A recent case saw an executor held to be in contempt of Court by failing to comply with a Court Order directing him to administer an estate, resulting in a four month custodial sentence.
The judgments in Totton & Anor v Totton  EWHC 2304 (Ch) and Totton & Anor v Totton  EWHC 2345 (Ch) provide a striking reminder of the importance for executors to fulfil their duties and comply with any Court Orders.
Mr Totton’s mother died in 2019 leaving a will appointing his as sole executor. As part of her will, half of her assets were passed to her grandchildren, Hollie and Daniel, being Mr Totton’s niece and nephew, in equal shares. After receiving nothing from the estate, Hollie and Daniel proceeded to take legal action and at the start of the year the Court ordered Mr Totton to provide details of the estate assets and thereafter to distribute the funds in line with the will. Mr Totton provided the estate details, however failed to distribute any funds, subsequently breaching the Order.
During the hearing, Mr Totton failed to give any explanation as to where the funds were, stating he’d been advised not to say so he did not ‘self-incriminate’ himself. The Judge however concluded that Mr Totton had ‘deliberately failed to comply with his duties as executor’ and sentenced him to 4 months in prison and to pay Hollie and Daniel’s legal costs of £18,000. However the Judge was willing to suspend the sentence and give Mr Totton one final chance to comply with the Order by a certain date. It remains to be seen whether Mr Totton will avoid a prison sentence by complying with the Order and distributing the estate.

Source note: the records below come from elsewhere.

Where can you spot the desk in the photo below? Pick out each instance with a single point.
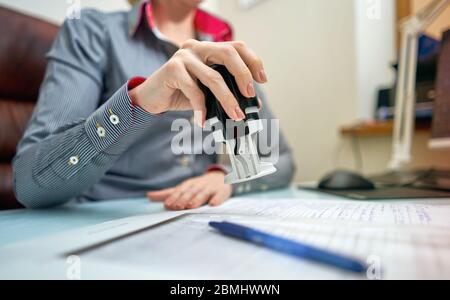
(27, 225)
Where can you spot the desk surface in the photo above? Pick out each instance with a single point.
(21, 225)
(26, 225)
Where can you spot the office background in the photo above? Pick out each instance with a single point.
(325, 59)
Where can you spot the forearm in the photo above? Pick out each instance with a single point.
(64, 165)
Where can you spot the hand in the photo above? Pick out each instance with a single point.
(193, 193)
(174, 86)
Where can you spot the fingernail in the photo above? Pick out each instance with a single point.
(262, 75)
(240, 115)
(251, 90)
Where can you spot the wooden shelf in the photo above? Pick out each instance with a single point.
(368, 129)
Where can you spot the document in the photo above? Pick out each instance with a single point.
(398, 241)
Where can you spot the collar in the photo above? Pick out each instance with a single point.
(207, 26)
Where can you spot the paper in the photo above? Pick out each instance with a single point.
(398, 241)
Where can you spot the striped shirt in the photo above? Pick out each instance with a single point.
(86, 141)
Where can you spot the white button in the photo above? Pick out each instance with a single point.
(101, 132)
(73, 160)
(114, 119)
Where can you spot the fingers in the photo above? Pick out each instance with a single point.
(160, 195)
(187, 85)
(253, 62)
(219, 198)
(215, 82)
(227, 55)
(199, 199)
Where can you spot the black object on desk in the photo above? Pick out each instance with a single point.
(426, 184)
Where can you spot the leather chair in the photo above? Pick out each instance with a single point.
(24, 41)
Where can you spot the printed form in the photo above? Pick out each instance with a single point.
(398, 241)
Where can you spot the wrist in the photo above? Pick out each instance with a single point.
(139, 97)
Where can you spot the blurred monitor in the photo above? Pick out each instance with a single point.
(441, 113)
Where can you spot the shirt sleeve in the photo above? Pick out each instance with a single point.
(70, 143)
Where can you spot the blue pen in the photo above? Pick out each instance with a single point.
(289, 247)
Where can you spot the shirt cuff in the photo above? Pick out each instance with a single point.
(117, 123)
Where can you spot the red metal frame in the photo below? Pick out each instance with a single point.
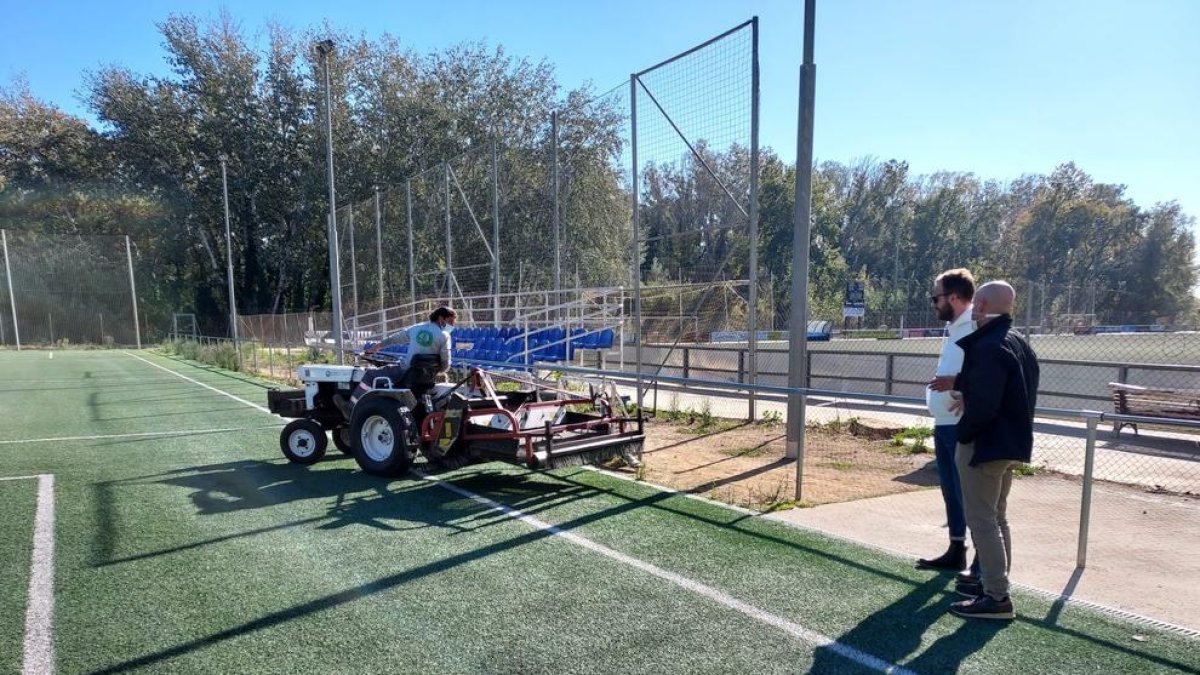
(431, 426)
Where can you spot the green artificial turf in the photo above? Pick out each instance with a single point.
(205, 551)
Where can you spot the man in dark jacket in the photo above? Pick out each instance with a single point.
(999, 382)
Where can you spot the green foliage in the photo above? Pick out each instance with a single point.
(221, 353)
(771, 418)
(1024, 470)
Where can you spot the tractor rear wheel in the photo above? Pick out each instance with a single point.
(303, 441)
(384, 436)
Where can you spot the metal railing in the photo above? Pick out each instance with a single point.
(891, 378)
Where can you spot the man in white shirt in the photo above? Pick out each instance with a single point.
(431, 338)
(429, 354)
(953, 293)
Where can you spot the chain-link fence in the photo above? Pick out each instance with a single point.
(63, 290)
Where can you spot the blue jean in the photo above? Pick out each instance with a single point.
(945, 442)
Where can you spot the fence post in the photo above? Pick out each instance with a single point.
(1085, 507)
(496, 236)
(383, 309)
(12, 302)
(450, 280)
(133, 292)
(754, 216)
(637, 236)
(557, 222)
(412, 270)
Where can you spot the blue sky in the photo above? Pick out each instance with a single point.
(995, 88)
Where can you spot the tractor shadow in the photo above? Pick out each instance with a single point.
(331, 495)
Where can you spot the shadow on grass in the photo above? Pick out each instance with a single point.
(893, 633)
(741, 523)
(215, 370)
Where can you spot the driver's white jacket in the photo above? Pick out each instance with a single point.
(426, 338)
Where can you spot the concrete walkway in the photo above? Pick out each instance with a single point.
(1152, 459)
(1143, 555)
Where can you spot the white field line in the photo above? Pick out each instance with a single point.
(709, 592)
(720, 597)
(141, 435)
(202, 384)
(39, 650)
(907, 557)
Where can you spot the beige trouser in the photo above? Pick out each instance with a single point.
(985, 502)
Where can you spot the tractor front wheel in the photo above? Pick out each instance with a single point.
(342, 438)
(303, 441)
(384, 436)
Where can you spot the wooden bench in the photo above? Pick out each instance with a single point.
(1150, 401)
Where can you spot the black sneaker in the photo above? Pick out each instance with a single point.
(984, 607)
(969, 589)
(967, 577)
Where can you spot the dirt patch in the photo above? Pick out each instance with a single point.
(744, 464)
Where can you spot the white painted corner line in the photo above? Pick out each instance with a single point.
(39, 650)
(720, 597)
(138, 435)
(181, 376)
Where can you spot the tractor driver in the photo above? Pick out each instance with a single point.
(429, 354)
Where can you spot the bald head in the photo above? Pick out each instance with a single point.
(993, 299)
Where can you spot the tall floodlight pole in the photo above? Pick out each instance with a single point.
(133, 293)
(558, 260)
(383, 311)
(12, 300)
(637, 244)
(233, 303)
(450, 279)
(496, 234)
(325, 48)
(753, 366)
(798, 323)
(412, 269)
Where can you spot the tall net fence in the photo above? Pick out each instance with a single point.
(539, 231)
(67, 290)
(546, 215)
(695, 153)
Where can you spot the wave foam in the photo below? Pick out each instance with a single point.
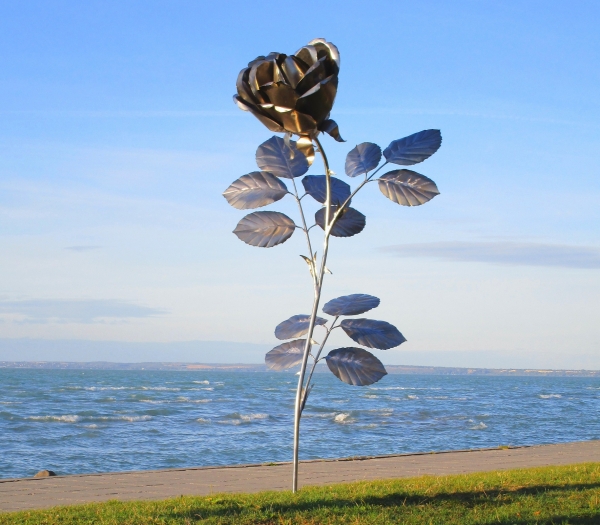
(61, 419)
(480, 426)
(343, 418)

This case highlights the importance of choosing the right person to deal with your estate. Executors have a duty to an estate and to the beneficiaries. Often individuals do not realise the importance of this role, and the implications for beneficiaries if the wrong person is chosen, such as this case where the beneficiaries still have not received their inheritance.
Executors can be held personally liable if they breach these duties or by breaching court orders. As such, the role can be an onerous one. Whilst a prison sentence may seem like a drastic step, the law can allow for severe consequences when Court Orders are ignored.